How do you simplify $\left( 4-3i \right)\left( 2+5i \right)$ and write in $a+bi$ form?

Answer 1

Hint: The given expression consists of the product of two complex numbers, which are \[4-3i\] and \[2+5i\]. So in order to simplify the given expression, we have to solve this product. For this, we have to use the distributive law of the algebraic multiplication, which is given by $\left( a+b \right)\left( c+d \right)=a\left( c+d \right)+b\left( c+d \right)$. Then on again applying the distributive law on the two parenthesis, the expression will be further simplified. Since $i$ is a complex number which is equal to the square root of $-1$, we can substitute ${{i}^{2}}=-1$ to finally obtain the simplified expression in the form of $a+bi$.
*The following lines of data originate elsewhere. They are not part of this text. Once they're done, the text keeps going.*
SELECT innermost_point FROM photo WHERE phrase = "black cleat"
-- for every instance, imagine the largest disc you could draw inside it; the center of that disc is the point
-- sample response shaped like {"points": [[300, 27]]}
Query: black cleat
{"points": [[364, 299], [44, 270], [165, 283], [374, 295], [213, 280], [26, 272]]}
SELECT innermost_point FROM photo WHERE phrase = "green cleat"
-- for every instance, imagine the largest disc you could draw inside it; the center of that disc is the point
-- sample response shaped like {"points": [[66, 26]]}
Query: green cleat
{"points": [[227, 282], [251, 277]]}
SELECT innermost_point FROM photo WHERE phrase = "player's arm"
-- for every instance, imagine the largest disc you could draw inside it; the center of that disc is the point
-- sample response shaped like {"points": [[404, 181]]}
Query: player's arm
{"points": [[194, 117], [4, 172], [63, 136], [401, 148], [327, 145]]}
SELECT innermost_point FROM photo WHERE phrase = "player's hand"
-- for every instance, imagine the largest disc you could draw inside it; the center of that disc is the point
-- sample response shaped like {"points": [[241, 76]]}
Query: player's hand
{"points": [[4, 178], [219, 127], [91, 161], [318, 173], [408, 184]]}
Complete step by step solution:
Let us consider the given expression as
$\Rightarrow z=\left( 4-3i \right)\left( 2+5i \right)$
Using the distributive law of the algebraic multiplication, given as $\left( a+b \right)\left( c+d \right)=a\left( c+d \right)+b\left( c+d \right)$, we can simplify the above expression as
$\Rightarrow z=4\left( 2+5i \right)-3i\left( 2+5i \right)$
Now, again using the distributive law for the two parenthesis, the above expression will be further simplified as
$\begin{align}
  & \Rightarrow z=4\left( 2 \right)+4\left( 5i \right)-3i\left( 2 \right)-3i\left( 5i \right) \\
 & \Rightarrow z=8+20i-6i-15{{i}^{2}} \\
 & \Rightarrow z=8+14i-15{{i}^{2}} \\
\end{align}$
Now, we know that $i$ is equal to the square root of $-1$. Therefore we can substitute ${{i}^{2}}=-1$ in the above expression to get
$\begin{align}
  & \Rightarrow z=8+14i-15\left( -1 \right) \\
 & \Rightarrow z=8+14i+15 \\
 & \Rightarrow z=23+14i \\
\end{align}$
Hence, the given expression is simplified and written in the form of $a+bi$.

Note:
The simplification of a complex expression basically means to write its real and imaginary parts separately. As given in the above question, we have to write it in the form of $a+bi$. This means that the highest power of $i$ must be equal to one, while all of the higher powers of $i$ must be solved using the identity ${{i}^{2}}=-1$. So after multiplication, do not conclude your final expression as $8+14i-15{{i}^{2}}$.